I don’t believe “you are what you eat”, (although I do understand that diet can affect my emotions and energy, and those things can impact how I feel about myself.)

That’s why I bless my food.  It’s not a religious thing; I just believe that how we think about what we consume affects our health. There are stories about enlightened people dropping acid and not feeling anything. I imagine that’s because their head is already residing full-time where an acid trip might take you and I for a few hours. 

I attribute turning my metabolism around and continually dropping weight in my late twenties and early 30s to the book ‘The Only Diet There Is’ by Sondra Ray. This book allowed me to change the way I thought about food and my body.  I didn’t change what I ate, I changed my relationship to it. I stopped demonizing food. Whatever I eat, whether it’s a Milky Way bar or a vegan meal, I thank its source and affirm that it will turn to health and beauty in my body.

That said, full disclosure, I am in no way ready to give up my sugar addiction, and perhaps I’m just rationalizing a bit.  I do practice harm reduction, because it doesn’t work for me to swear things off completely. From a young age, I was raised to experience sugar as a reward and a celebration.  

For me, sugar is associated with almost every  happy childhood memory. 

The not so happy memories were sugar-free.

I won’t deny that what we eat affects how we feel and think. There’s plenty of science out there that attests to that. There may come a time when I have to practice stricter harm reduction, but what I would like to see is more studies on is my personal experience and that of others: that being how what I feel about what I eat has a molecular impact on its biological effects

Now on to you. What are you hard on yourself about because you believe you’re being ‘self-destructive’? 

Chances are there are behaviors resulting in things about yourself that you reject. My advice is to make friends with those behaviors and things. 

Positive thinking raises your energy. It’s cyclical, actually. Good energy raises the quality of your thinking. And vise versa ad infinitum.  Good thinking/Good energy is what allows us to reframe problems into possibilities or at least make problems right-sized instead of interpreting them as the harbingers of doom. I won’t get into the neuroscience and theories of Positive Psychology, but the evidence is out there.

Self-acceptance and empathy isn’t an abdication of responsibility, it’s a place to start if you want to live a life of sustainable happiness. It is the bedrock of good, consistent energy. By that I don’t mean that your energy will always be high. Your energy may be high, or it may be low, but if you love yourself, you can roll with it

You don’t have to be super-charged all the time. You just have to show up.

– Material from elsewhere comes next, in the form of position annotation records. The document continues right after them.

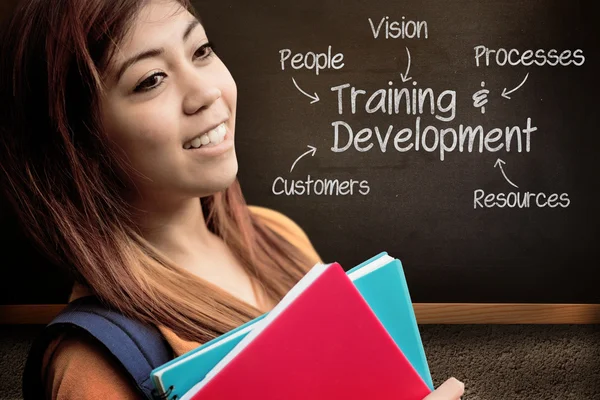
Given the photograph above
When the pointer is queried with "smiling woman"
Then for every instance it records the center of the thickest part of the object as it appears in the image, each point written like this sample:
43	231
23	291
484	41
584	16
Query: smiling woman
117	153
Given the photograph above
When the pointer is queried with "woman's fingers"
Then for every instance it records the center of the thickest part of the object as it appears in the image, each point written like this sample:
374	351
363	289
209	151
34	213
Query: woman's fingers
452	389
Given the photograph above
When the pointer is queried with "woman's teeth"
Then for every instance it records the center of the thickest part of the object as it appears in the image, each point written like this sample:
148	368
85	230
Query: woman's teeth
214	137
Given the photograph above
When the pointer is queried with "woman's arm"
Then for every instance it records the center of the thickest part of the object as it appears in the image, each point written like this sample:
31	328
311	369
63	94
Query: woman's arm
80	368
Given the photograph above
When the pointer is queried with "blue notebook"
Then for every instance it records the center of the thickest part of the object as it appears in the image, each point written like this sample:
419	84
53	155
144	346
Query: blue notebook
382	283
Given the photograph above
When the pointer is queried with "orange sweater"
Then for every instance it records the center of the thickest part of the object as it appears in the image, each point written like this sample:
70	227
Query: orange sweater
78	368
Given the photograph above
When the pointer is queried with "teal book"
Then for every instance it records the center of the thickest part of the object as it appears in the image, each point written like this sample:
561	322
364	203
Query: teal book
381	282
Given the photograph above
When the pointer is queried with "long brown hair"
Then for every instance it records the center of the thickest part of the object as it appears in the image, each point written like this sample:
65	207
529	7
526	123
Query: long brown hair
62	180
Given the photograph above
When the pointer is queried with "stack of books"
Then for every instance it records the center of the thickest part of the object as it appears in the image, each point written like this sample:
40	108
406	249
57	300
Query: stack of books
336	334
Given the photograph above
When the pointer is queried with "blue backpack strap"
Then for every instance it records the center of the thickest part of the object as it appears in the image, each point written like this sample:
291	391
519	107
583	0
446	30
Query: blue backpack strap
138	347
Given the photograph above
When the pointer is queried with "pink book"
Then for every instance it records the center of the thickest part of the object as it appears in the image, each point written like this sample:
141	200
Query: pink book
322	341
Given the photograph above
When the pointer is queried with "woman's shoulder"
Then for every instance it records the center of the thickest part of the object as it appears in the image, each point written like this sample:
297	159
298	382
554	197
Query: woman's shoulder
287	228
77	367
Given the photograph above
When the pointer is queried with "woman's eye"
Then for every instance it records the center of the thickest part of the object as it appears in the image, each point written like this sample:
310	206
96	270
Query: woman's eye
150	83
205	51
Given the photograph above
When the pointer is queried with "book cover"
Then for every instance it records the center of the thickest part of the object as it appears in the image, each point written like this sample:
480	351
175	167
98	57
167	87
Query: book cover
322	341
383	287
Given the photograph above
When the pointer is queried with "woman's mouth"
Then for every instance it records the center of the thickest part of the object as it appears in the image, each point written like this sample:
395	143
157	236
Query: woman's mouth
211	138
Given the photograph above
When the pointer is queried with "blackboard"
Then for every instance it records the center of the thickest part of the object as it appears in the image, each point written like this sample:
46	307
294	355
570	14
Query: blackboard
517	72
543	65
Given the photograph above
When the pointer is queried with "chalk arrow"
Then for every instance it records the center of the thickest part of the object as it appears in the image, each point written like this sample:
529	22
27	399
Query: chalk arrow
505	93
499	162
312	150
405	77
314	98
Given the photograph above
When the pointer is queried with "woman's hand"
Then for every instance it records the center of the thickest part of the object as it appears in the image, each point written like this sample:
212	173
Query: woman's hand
452	389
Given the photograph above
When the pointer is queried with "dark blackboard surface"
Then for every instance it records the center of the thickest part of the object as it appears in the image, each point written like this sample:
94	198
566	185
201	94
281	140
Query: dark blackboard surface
420	208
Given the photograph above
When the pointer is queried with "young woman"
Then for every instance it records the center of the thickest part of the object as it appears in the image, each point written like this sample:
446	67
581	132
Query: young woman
117	151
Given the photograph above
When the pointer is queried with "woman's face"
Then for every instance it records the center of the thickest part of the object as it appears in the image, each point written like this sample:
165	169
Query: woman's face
170	106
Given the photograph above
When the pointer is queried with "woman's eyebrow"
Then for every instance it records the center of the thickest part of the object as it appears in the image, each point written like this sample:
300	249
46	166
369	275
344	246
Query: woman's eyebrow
153	52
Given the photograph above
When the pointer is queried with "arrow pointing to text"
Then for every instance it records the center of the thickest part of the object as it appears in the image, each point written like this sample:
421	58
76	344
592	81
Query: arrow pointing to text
505	93
499	162
314	98
312	150
405	77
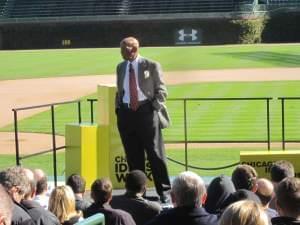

Self-acceptance helps you sleep at night. It allows you to coach yourself to do better, rather than tear yourself down. 

Before you try to implement any change or impose an ambitious new regime of ‘self-improvement’, check in with yourself. Ask: Am I doing this because I don’t think I’m good enough, or because I’m up for the challenge of building on how great I am already?  If it’s the later, you’ve got a shot at success with the thing. 

If not, and you think you need to be fixed, you’re probably going to perpetuate the same self-fulfilling prophecy of ‘see? I’m just not good enough’ over and over.

Work on raising the quality of your thoughts about yourself. Your energy will follow. Or go for a run, and see how good you feel.  

Mind/body or body/mind….It works in either direction.